News Raj Reddy’s Vision of Digitization of all Human Knowledge Attains Milestone  
Email this page
Print this page

30 November 2007 -- Back in 1959 as a graduate student at Stanford University in California, Raj Reddy specialized in the burgeoning field of computer science. “Even then I knew that the computer would have a profound impact on society,” he says, “but I never thought computers would be as cheap and widespread as they are.”
Reddy, who is now a professor of computer science and an expert in robotics at Carnegie Mellon University, is working to exploit the ubiquity of computers and technology to improve the lives of ordinary people. “When I came back to being a professor [after serving as dean], I could have done research and published papers for the sake of publishing papers,” he says. “Instead, I wanted to do something that would have an impact on people.”

So he started thinking big, really big—specifically, a million books big.

With the arrival of the internet, Reddy saw the trend that any information that is not on-line and accessible to search engines may become unavailable or unusable. Moreover, in a thousand years, only a few of the paper documents available today will survive the ravages of deterioration, loss, and outright destruction. Hence, Reddy believed there is an urgent need to preserve all knowledge and heritage in digital form.
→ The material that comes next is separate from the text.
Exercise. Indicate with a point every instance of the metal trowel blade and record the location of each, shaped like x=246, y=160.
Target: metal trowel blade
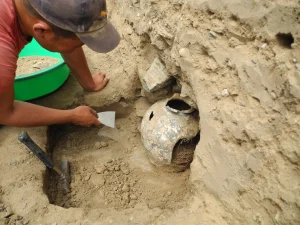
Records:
x=107, y=118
So his idea was to store in digital form all the knowledge ever produced by the human race and making this content available free of charge to be browsed and searched by anyone, anywhere and at anytime.

To begin with, the mission was to digitize one million books – the Million Book Project (MBP). Today, thanks to the initiative taken by Professor Reddy more than 1.5 million books are now available online.

Much of the work has been carried out by workers at scanning centers in India and China, helped by $3.5 million in seed funding from the National Science Foundation and in-kind contributions from computer hardware and software makers. These funds were primarily used to purchase scanning equipment and for developing the scanning, digitization and cataloguing methods necessary for creating a large digital library.

The United States, China, and India each have contributed $10 million in cash and contributions to the project, undertaken with partners at China's Zhejiang University, India's Indian Institute of Science, and Egypt's Library at Alexandria.

The majority of the works scanned so far -- 970,000 -- are in Chinese. English is a distant second at 360,000 works. Other languages in the project include Sanskrit, Arabic, and several Indian languages.

For the first time since the project was initiated in 2002, all of the books, which range from rare Sanskrit treatises to Mark Twain’s “A Connecticut Yankee in King Arthur’s Court” are available through a single Web portal of the Universal Library (, said Gloriana St. Clair, Carnegie Mellon’s dean of libraries.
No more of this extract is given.